SHORT IS NOT ALWAYS SWEET
Digital conversation lacks what Sherry Turkle calls the “humanizing” element of face-to-face communication. In her book “Reclaiming Conversation: The power of talk in a digital age,” Turkle says that digital conversations allow things to be said that we would never have the nerve to say in person.

This frankness has real value, as when a bystander speaks up to challenge abuse. However, communication without personal presence or first-hand ownership of the message fosters cyberbullying at worst, and at best fails to nurture empathy. Our lives need more empathy.

DO YOU LIKE ME?
Digital communication and our devices provide that “ping” that tells us a message is waiting for us. Perhaps more importantly, that ping tells us that someone is thinking about us, someone cares.

Margaret Wehrenberg and Steven Prinz, authors of “The Anxious Brain,” have noted that each ping, chirp or beep gives us a jolt of adrenaline. This is so rewarding that it fosters an addiction to our devices. Separation from our devices can evoke withdrawal-like symptoms.

A quiet phone becomes the equivalent of being unloved. Ivan Pavlov and his dog that salivated at the sound of a bell have nothing on Twitter, Facebook, Instagram and SnapChat when it comes to influencing our behavior. Self-esteem is too important to be measured by the number of “likes” or pings we receive. Esteem is stronger when the message is experienced seeing eye to eye and touching hand to hand.

SAY WHAT??
Meaningful conversations typically convey both information and emotion. Emotions can be challenging to understand, and we often need to combine words, tone of voice, nonverbal behavior and eye contact to appreciate accurately how another person is feeling.
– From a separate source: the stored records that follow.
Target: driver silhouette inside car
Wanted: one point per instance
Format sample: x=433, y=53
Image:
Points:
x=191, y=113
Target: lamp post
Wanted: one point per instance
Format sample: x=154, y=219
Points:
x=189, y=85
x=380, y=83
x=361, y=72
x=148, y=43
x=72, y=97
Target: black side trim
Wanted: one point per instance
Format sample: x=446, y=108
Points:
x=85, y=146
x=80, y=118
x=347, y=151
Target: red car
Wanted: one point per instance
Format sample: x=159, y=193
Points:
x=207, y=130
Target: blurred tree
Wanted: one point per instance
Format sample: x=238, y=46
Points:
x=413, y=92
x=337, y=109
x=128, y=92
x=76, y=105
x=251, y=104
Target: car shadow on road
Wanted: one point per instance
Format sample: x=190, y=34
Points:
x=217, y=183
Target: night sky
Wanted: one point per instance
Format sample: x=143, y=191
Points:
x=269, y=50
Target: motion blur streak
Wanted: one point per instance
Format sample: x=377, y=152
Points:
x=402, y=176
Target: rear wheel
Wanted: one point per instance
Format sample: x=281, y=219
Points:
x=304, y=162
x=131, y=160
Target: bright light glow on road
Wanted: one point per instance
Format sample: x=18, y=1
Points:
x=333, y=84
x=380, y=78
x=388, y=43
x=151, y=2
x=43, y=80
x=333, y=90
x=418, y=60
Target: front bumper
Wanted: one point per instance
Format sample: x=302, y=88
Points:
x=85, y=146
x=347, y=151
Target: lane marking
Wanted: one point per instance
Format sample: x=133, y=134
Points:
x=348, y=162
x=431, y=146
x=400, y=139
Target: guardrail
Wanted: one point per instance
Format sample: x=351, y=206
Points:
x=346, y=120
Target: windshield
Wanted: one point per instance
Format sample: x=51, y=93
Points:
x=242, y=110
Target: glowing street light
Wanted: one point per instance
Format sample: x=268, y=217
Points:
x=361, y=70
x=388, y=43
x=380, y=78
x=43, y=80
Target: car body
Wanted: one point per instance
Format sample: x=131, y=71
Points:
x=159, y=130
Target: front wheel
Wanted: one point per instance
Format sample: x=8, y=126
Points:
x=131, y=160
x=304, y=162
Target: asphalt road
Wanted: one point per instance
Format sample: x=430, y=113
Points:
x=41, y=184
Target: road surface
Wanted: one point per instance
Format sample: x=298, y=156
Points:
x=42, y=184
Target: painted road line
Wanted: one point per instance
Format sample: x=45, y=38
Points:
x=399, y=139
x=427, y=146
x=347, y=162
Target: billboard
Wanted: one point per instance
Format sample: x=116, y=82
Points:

The one-dimensionality of digital conversation handicaps our understanding of emotions. The addition of emojis, emoticons and even an Instagram or Facebook photo may add little clarity. If the words and icons seem contradictory, the reader may wonder whether to laugh, be insulted, feel included or excluded, or what?

Digital communication does not lend itself to conveying subtle or complex emotions, the stuff of real conversation.

Moreover, digital communication does little to help individuals gain comfort with real-time emotions exchanged in face-to-face conversation. Digital communication avoids the messiness and anxiety of dealing with emotions. Turkle observes that our increased reliance on digital communication reflects a “flight from conversation – at least conversation that is open-ended and spontaneous, conversation in which we play with ideas, in which we allow ourselves to be fully present and vulnerable.”

What you have to say is important. How you choose to say it and what medium you use may create either great conversation or great confusion.